Imperiled chub coming back
Study shows more reaching adulthood in Grand Canyon
Associated Press
Friday, August 4, 2006
GRAND CANYON NATIONAL PARK, Ariz. - The population of an endangered fish in the Grand Canyon area of the Colorado River may be stabilizing, according to biologists with the U.S. Geological Survey.
The number of adult humpback chub appears to have stabilized at about 5,000 fish, according to research by federal biologists announced Thursday.
"It means that conditions exist in Grand Canyon that allow adult fish to reach reproductive age," said USGS biologist Matthew Anderson in a statement.
Until recently, the chub population in the canyon was steadily declining because adult fish were dying at a rate of 15 percent to 20 percent a year, and young fish were not surviving in large enough numbers.

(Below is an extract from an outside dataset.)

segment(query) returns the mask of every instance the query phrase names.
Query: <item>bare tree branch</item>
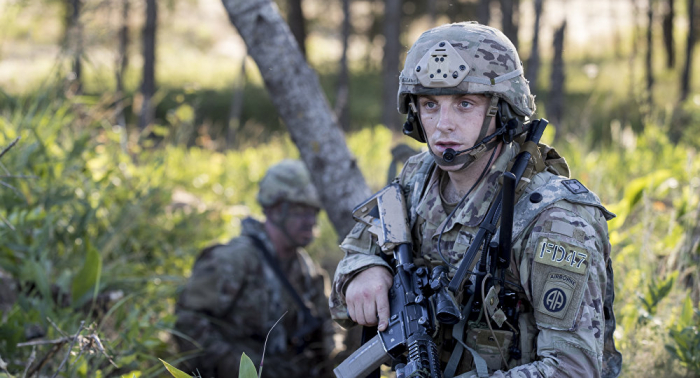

There also are signs of more juvenile fish in the past few years at the confluence of the Colorado and Little Colorado rivers, where the chub are known to spawn. More young fish of three other endangered fish species have also been documented at the location.
The humpback chub population in the Grand Canyon dropped by about two-thirds between 1989 and 2002, from 10,500 to 3,500.
It was listed as an endangered species in 1967. The decline is blamed on Glen Canyon Dam near the Arizona-Utah border, which has lowered the river temperature in the Grand Canyon and eliminated much of the river level fluctuations and sediment deposits.
Non-native fish such as rainbow trout that survive better in the colder water have added competition.
The removal of large numbers of trout, drought-induced warming of the river water and a summer flow experiment from the dam in 2000 may also have helped the fish.